Class WinsorizedMeanFullModelAggregationStrategy<T, TInput, TOutput>
- Namespace
- AiDotNet.FederatedLearning.Aggregators
- Assembly
- AiDotNet.dll
Coordinate-wise winsorized mean aggregation for IFullModel<T, TInput, TOutput>.
public sealed class WinsorizedMeanFullModelAggregationStrategy<T, TInput, TOutput> : RobustFullModelAggregationStrategyBase<T, TInput, TOutput>, IAggregationStrategy<IFullModel<T, TInput, TOutput>>
Type Parameters
TTInputTOutput
- Inheritance
-
AggregationStrategyBase<IFullModel<T, TInput, TOutput>, T>RobustFullModelAggregationStrategyBase<T, TInput, TOutput>WinsorizedMeanFullModelAggregationStrategy<T, TInput, TOutput>
- Implements
-
IAggregationStrategy<IFullModel<T, TInput, TOutput>>
- Inherited Members
Remarks
For Beginners: Winsorized mean is like trimmed mean, but instead of dropping extreme values, it clips them to the nearest remaining value before averaging.

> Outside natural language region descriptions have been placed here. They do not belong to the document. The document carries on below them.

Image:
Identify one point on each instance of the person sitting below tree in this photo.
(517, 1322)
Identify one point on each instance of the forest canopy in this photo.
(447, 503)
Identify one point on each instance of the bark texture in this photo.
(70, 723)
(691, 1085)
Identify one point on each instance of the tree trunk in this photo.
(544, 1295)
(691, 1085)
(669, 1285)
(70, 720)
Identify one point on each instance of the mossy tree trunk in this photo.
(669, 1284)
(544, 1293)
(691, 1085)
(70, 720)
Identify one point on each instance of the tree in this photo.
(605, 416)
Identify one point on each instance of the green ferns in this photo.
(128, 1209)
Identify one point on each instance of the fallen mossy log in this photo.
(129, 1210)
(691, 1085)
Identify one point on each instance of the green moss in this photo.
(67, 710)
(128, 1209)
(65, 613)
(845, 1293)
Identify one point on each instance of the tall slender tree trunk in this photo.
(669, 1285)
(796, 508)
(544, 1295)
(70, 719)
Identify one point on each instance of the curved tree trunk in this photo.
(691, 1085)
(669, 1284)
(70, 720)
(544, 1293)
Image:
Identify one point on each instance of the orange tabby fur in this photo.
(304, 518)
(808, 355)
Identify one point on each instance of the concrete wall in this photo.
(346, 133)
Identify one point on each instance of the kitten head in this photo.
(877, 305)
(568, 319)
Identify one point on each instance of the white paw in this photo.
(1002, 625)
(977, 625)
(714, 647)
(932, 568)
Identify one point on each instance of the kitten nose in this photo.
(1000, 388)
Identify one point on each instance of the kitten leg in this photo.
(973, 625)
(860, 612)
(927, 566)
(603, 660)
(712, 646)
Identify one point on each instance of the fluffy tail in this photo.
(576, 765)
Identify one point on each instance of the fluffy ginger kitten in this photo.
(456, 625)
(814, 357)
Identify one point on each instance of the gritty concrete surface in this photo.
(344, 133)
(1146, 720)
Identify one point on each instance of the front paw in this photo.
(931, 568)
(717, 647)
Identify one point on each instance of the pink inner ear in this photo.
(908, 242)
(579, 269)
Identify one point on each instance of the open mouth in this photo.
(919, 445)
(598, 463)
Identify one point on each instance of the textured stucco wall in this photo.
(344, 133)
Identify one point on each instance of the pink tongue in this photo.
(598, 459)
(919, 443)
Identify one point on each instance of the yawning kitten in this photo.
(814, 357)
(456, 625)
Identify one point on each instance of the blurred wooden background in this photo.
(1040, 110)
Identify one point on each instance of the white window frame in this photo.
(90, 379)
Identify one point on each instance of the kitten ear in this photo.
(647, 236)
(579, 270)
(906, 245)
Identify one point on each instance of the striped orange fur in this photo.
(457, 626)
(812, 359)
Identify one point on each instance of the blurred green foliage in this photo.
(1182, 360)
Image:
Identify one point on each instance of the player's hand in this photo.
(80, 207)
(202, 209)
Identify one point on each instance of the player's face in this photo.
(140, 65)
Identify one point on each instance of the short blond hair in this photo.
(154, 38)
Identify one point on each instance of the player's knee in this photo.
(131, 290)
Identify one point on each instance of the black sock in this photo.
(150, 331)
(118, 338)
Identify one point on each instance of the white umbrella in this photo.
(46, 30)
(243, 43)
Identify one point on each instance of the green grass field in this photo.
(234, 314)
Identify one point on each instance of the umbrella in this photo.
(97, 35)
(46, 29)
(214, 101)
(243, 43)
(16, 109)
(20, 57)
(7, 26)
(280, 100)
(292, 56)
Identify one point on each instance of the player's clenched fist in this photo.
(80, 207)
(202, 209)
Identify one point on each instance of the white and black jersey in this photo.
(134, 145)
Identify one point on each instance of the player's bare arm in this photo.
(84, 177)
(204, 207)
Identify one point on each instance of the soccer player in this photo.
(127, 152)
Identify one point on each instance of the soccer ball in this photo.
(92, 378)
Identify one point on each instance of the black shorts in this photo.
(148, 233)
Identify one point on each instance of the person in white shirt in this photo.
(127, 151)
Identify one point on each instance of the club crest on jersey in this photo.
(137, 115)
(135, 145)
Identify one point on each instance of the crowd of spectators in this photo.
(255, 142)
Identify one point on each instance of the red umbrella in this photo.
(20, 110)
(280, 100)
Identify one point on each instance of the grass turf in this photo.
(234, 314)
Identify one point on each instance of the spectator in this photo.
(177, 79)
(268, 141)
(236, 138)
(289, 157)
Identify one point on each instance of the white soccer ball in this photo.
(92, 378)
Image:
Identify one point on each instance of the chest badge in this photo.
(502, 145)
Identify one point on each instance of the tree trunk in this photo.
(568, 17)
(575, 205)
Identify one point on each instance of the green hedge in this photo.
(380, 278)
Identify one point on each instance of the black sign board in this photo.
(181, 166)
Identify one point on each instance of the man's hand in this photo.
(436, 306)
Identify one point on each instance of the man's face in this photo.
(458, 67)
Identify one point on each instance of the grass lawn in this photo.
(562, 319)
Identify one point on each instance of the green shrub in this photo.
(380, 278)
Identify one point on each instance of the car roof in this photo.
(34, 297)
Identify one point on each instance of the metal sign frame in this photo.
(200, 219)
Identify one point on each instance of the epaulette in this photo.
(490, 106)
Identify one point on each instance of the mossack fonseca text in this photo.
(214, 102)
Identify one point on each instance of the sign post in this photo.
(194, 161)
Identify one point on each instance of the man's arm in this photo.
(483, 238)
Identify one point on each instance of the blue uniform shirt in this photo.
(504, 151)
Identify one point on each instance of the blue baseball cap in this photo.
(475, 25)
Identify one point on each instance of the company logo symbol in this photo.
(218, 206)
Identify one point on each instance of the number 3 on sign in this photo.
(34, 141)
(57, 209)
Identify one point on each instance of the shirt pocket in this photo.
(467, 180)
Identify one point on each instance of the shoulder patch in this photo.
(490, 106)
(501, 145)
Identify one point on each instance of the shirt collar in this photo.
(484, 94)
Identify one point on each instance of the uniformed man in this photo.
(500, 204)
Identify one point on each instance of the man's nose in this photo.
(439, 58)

This reduces the impact of outliers while keeping the same number of values in the average.
Constructors
WinsorizedMeanFullModelAggregationStrategy(double)
public WinsorizedMeanFullModelAggregationStrategy(double winsorizeFraction = 0.2)
Parameters
winsorizeFractiondouble
Methods
Aggregate(Dictionary<int, IFullModel<T, TInput, TOutput>>, Dictionary<int, double>)
Aggregates model updates from multiple clients into a single global model update.
public override IFullModel<T, TInput, TOutput> Aggregate(Dictionary<int, IFullModel<T, TInput, TOutput>> clientModels, Dictionary<int, double> clientWeights)
Parameters
clientModelsDictionary<int, IFullModel<T, TInput, TOutput>>Dictionary mapping client IDs to their trained models.
clientWeightsDictionary<int, double>Dictionary mapping client IDs to their aggregation weights (typically based on data size).
Returns
- IFullModel<T, TInput, TOutput>
The aggregated global model.
Remarks
This method combines model updates from clients using the strategy's specific algorithm.
For Beginners: Aggregation is like combining multiple rough drafts of a document into one polished version that incorporates the best parts of each.
The aggregation process typically:
- Takes model updates (weight changes) from each client
- Considers the weight or importance of each client (based on data size, accuracy, etc.)
- Combines these updates using the strategy's algorithm
- Returns a single aggregated model that represents the collective improvement
For example with weighted averaging (FedAvg):
- Client 1 (1000 samples): model update A
- Client 2 (500 samples): model update B
- Client 3 (1500 samples): model update C
- Aggregated update = (1000A + 500B + 1500*C) / 3000
GetStrategyName()
Gets the name of the aggregation strategy.
public override string GetStrategyName()
Returns
- string
A string describing the aggregation strategy (e.g., "FedAvg", "FedProx", "Krum").
Remarks
For Beginners: This helps identify which aggregation method is being used, useful for logging, debugging, and comparing different strategies.